Die Verantwortlichen bei IBM behaupten indes, nur wenig über die Arbeit der Dehomag zu wissen. „Die meisten Dokumente wurden während des Krieges zerstört oder gingen verloren“, heißt es aus dem Unternehmen. Die noch existierenden Unterlagen seien Historikern zu Forschungszwecken bereit gestellt worden. Das aber bestreitet Black, der bei seinen Recherchen rund 20 000 Dokumente wälzte. Aus den Arbeitsberichten der Dehomag-Techniker ginge eindeutig hervor, dass die Mutterfirma sowohl über den Zweck der Konzentrationslager als auch über die Verwendung ihrer Maschinen informiert war.

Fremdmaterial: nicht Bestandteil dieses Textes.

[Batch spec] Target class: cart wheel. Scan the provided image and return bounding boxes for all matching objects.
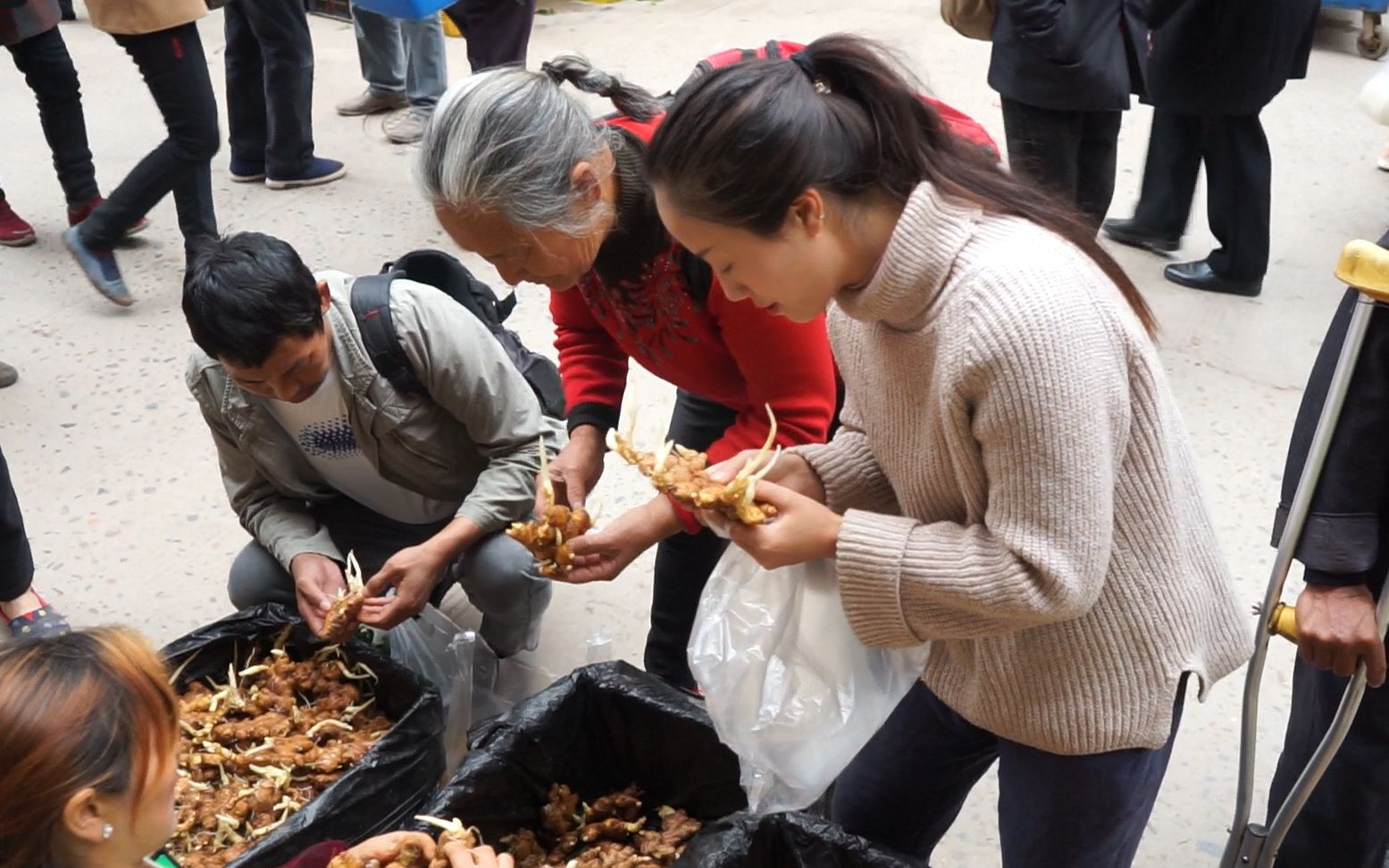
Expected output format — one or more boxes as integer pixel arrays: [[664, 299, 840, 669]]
[[1356, 13, 1389, 60]]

Aus Kreisen angesehener Wissenschaftler erhält der Autor Rückendeckung. Der Bochumer Historiker Norbert Frei spricht in der Süddeutschen Zeitung von einem „seriösen Werk“. Bei allen Problemen, die die starke Konzentration auf ein eng eingegrenztes Thema mit sich brächten, bedeuteten die Erkenntnisse von Edwin Black einen großen Fortschritt, konstatiert Karl Heinz Roth gegenüber den VDI nachrichten. Gemeinsam mit Götz Aly hatte der Bremer Historiker 1984 in dem Buch „Die restlose Erfassung. Volkszählen, Identifizieren, Aussondern im Nationalsozialismus“ den Daten-Missbrauch der Nazis bereits ausführlich beschrieben. „Black bietet eine ganze Reihe an neuen Informationen, die uns damals nicht zugänglich waren. Eine neue Erkenntnis ist die Akzeptanz der Dehomag-Aktivitäten durch die IBM-Leitung in den USA. Die Zentrale muss also tatsächlich über die Vorgänge in den KZ´s informiert gewesen sein. Das hat Black sehr breit recherchiert.“ Dass die Hollerith-Maschinen über das SS-Wirtschaftsverwaltungshauptamt bis in die Konzentrationslager hinein benutzt wurden, hatten auch Aly und Roth ermittelt. „Aber wir haben es nicht so detailliert belegen können wie der Autor es jetzt getan hat. Das deckt sich auch mit Informationen, aus denen hervorgeht, dass das Bankenwesen sehr viel weiter in das KZ-System verstrickt war, als wir bislang wussten.“
Black habe sich bei seinen Ermittlungen allerdings zu sehr auf den Fall IBM konzentriert und klammere den Kontext fast gänzlich aus, bemängelt Roth. Historisch-wissenschaftlich seien die Recherchen nicht abgesichert, weil der Autor nicht vergleichend vorgegangen sei. „Der deutsche Rüstungsmarkt war ungeheuer attraktiv. Black sagt nicht, wie andere ausländische Großunternehmen sich gegenüber dem NS-Regime verhalten haben.“ Der Amerikaner habe mit seinem Buch aber wichtige Themen aufgeworfen, die zu einer Neubeurteilung der Wirtschaftsgeschichte in den 30er und 40er Jahren führen müssten. Roth: „In welchen Punkten haben die Unternehmen gegen die Interessen der eigenen Regierungen gehandelt? Wo haben sie eigene Strategien verfolgt? Bis wann haben sie eine Weltherrschaft der NS-Diktatur für möglich gehalten? Diese und andere Fragen gilt es nun zu beantworten.“ IBM entpuppe sich womöglich als nur eines von vielen Beispielen weit reichender Kooperationen, die bis hin zur Massenvernichtung führten. WOLFGANG SCHMITZ
Literatur: Edwin Black; IBM und der Holocaust; Propyläen, 2001, 700 S., 59,90 DM.
Götz Aly, Karl Heinz Roth Die restlose Erfassung. Volkszählen, Identifizieren, Aussondern im Nationalsozialismus Fischer Taschenbuch Verlag, 2000, 175 S., 18,90 DM.